In Galicia there had been formed with German toleration a regular Ukrainian division, the Galician Division, on the condition that it would only be employed against the Bolsheviks and would be maintained as a distinct unit. Yet the Germans had no intention of allowing this division to gather strength. They soon replaced the higher officers with Germans and officially called it the 14 Waffen Grenadier Division der Waffen SS., even though in no other case were Slavs of any kind assigned to the SS. This division took part in some battles with the Bolsheviks in the Carpathians. With the breaking of the German front, the German military men made renewed efforts to enroll this division and to create other units in a regular Ukrainian army under General Shandruk but  p174 it was already too late. There had been too much bad blood created during the earlier years when the Nazi commanders expressed their contempt for everything Ukrainian to accomplish anything in the hour of German defeat. Germany had lost her chance and in the last days of the war, the Galician Division made its way to the west, surrendered, and was interned in Italy.

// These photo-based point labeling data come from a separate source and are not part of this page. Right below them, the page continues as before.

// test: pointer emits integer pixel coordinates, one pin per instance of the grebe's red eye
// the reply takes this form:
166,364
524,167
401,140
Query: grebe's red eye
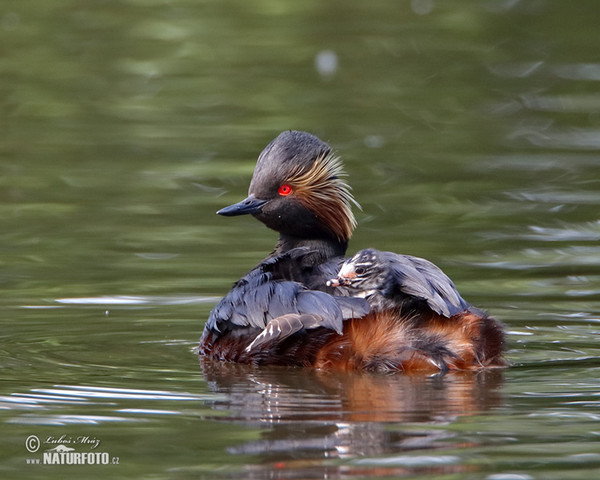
285,190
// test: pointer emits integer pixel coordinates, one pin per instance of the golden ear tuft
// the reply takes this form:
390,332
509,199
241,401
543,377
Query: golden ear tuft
322,190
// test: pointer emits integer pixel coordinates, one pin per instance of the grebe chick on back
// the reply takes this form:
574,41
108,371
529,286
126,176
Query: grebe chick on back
283,311
390,280
454,334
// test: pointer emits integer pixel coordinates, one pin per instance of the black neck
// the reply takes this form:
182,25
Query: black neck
328,247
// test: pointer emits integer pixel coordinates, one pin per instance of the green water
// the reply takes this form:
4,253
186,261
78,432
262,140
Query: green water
471,134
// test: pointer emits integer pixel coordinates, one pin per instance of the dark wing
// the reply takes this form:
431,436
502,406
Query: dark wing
420,278
306,266
259,298
315,309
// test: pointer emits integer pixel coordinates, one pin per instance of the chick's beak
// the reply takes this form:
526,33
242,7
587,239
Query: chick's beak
344,278
250,205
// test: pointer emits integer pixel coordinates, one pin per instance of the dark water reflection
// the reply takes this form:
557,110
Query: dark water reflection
338,415
470,134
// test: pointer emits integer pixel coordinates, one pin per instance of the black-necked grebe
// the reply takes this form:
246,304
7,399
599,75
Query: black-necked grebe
304,306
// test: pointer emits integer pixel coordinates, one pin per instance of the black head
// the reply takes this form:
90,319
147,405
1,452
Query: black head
366,270
296,190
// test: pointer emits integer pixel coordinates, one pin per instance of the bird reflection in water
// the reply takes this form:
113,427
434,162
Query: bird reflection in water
307,416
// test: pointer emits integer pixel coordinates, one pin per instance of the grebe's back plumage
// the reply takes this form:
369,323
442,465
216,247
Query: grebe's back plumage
284,311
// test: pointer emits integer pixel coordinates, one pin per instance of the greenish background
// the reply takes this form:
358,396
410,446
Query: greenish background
471,134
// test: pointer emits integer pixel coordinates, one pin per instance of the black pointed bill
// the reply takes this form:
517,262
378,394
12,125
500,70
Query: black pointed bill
248,206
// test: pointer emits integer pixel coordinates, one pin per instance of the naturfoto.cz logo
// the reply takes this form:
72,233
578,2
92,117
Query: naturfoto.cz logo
62,453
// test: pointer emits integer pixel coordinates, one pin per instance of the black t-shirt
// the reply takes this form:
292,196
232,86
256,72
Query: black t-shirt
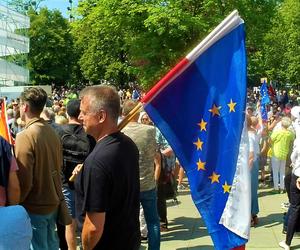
109,183
89,146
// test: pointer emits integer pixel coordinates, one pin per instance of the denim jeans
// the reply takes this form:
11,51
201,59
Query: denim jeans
254,187
149,202
15,228
44,232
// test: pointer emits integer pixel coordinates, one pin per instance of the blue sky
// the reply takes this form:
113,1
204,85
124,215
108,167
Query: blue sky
61,5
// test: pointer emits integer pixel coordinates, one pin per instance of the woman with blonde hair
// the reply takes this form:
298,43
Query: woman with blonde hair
281,141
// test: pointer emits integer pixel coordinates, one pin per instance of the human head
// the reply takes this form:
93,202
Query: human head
48,114
254,121
73,108
33,101
286,122
250,111
61,120
145,119
295,112
99,110
127,107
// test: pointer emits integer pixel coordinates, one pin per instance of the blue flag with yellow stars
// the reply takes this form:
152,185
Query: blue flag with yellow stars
265,99
200,109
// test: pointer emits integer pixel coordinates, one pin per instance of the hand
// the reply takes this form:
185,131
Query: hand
75,172
77,169
298,183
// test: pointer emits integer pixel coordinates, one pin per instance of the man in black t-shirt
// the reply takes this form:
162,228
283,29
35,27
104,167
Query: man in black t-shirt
107,189
77,145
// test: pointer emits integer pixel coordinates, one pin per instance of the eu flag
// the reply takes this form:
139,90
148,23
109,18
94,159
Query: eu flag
265,99
200,109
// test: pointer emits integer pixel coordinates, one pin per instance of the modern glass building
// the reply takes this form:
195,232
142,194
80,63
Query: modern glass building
14,46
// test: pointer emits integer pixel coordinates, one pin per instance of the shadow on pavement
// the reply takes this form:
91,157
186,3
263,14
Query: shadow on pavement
184,228
197,248
270,220
295,247
266,192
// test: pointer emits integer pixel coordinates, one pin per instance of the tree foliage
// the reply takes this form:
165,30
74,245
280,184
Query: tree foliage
282,45
23,6
140,40
51,56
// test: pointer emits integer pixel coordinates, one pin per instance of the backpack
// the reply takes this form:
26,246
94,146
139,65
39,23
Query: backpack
76,147
167,179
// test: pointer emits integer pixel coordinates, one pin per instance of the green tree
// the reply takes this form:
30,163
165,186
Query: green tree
24,5
140,40
51,57
282,45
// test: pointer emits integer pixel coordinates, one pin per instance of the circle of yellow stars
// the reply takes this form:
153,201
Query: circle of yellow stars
215,111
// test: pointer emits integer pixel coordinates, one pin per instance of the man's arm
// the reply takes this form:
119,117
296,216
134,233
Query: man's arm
25,160
13,189
157,166
92,229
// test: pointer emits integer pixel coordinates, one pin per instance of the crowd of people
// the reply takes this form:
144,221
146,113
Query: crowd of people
122,178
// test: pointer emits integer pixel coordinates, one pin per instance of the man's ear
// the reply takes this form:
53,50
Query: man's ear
26,107
102,116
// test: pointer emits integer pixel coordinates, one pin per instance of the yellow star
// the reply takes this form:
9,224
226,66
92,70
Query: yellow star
231,106
199,144
214,177
201,165
215,110
202,125
226,187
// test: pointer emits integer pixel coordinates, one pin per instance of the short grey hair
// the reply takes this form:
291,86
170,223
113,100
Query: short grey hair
103,97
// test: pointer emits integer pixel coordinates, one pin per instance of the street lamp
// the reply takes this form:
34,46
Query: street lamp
70,8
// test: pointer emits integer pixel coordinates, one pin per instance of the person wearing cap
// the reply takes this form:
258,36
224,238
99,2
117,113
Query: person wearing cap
295,116
108,187
281,141
294,197
39,157
144,137
74,127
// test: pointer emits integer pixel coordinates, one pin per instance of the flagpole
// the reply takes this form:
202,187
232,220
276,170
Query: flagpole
121,125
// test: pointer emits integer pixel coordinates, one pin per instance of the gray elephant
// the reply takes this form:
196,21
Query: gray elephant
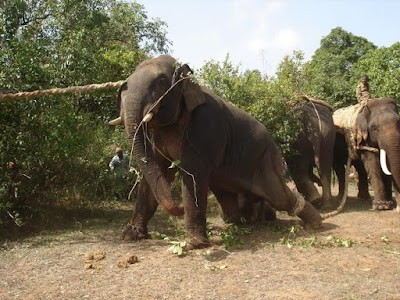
374,151
314,147
168,118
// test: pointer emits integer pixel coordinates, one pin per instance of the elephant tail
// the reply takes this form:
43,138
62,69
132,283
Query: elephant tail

The development of the U. P. A., with its constant warfare against the Germans, was a clear result of the German fantasticº attitude, with all of its arrogance. Had they been willing to cooperate in the first days of 1941, they might easily have secured considerable resources in men and supplies from these people who had been suffering under the Bolsheviks. They avoided any such action and it was their own stubbornness that kept them from receiving the help which they might have had. For years they did not want any assistance from the Slavs and by the time that they had learned their lesson the war was so nearly over that they could not profit.

Yet the German defeat did not produce peace. No one of the Ukrainians doubted that the receding of the German wave would produce a new Soviet invasion and as the Germans retired to the west, the U. P. A. and its associated organs prepared for a new struggle.

Thayer's Note:

a Taras Chuprynka was the nom de guerre of General Roman Shukhevych.